Katy's eyes told the ugly truths. She slowly spoke of her life on the streets. Men and drugs had used up the sad shell our father had left of her. Her voice was halting but she managed to say a few things that made sense.
"You think you can do it but guys like Dad are everywhere. They just look hot and act nice.''

She reaches for a water glass, hand shaking. I try to help her.

"Work crappy jobs, getting groped, share a gross place with this baked chick turning tricks."
"Donnie, her pimp, talked me into it...gave me a lil' something to "relax me". I got hooked! Needed more and more to get don't care feeling."

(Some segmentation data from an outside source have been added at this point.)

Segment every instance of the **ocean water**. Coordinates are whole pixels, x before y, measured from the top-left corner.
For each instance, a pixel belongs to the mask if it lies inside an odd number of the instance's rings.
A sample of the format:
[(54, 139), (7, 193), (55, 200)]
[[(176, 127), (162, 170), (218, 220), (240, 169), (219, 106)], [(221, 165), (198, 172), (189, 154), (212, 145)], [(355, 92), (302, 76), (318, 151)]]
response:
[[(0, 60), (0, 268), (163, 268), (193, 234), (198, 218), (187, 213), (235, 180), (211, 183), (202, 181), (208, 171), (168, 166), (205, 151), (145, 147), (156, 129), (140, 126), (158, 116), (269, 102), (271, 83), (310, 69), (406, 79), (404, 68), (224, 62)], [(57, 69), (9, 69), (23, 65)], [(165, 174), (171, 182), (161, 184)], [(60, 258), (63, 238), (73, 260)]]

Her dignity had been lost. She had no faith in herself and no strength to fight.

Then her eyes glass over and she grabs my arm with an iron grip.

"I can rest in peace if you'll never see him again."

I touch her sweet face that has Kaposi Sarcoma lesions on it.
"Dad is dead, honey!"

Katy's brain had been damaged from drug use and the beatings. I know she had been told many times that I had a productive life now. I had spoken to her on the phone.

I was the fortunate one. I knew there had to be help. I went to the high school clinic and talked to the school nurse.

"I have a problem at home, Ms. Smith."

I couldn't even finish talking. The tears came loose like flood gates, opened from years of holding back. She pulled me into her arms and I soaked her blouse. By the time I slowed down and started to apologize, she was having someone call the Department of Children and Infant Services. I didn't even go home.

A very special social worker took me into her family which meant love and therapy. Dorothy Remron had four other foster children. I found out that night what having a warm bath, pajamas, a safe bed with clean sheets and a hug meant. Another girl living there had been molested. We both went to a therapist to talk about the shame, anger and depression. I know I have PTSD.

I finished high school with a 4.0 and was rewarded with an academic scholarship. Now I am in graduate school, working with the District Attorney's office to make sure people like my father are punished. I plan to take the LSATs and go to law school.

I tried to get Katy help but she kept going back, to places she knew and same rotten people. She wouldn't agree to a treatment center and was over eighteen. It's difficult to get a court order to put anyone in the state facility. Besides the facilities are under staffed and patients aren't kept long enough to help with multiple problems.

Our father escaped prosecution when he committed suicide last year.

Katy knew all of this but maybe her brain had gone through so much it was drained. There wasn't even room for the good news. Of course, the AIDS was effecting it at this point.

I am ashamed it took me this long to see her but I was trying to work for her.

With her final strength and last shred of dignity, Katy raised off the bed. She straightened her back and moved towards the window. Then she picks up the vase, raising her arm and throwing it.

I am a frozen statue, watching from somewhere else.

The movie starts and Katy plays her final scene.

Light seems to shine through her, cleansing all disease. To me, Katy appears to be a baby bird flying from its nest for the first and last time.

Then she is on the floor crumbled up, a bloody waste of precious life.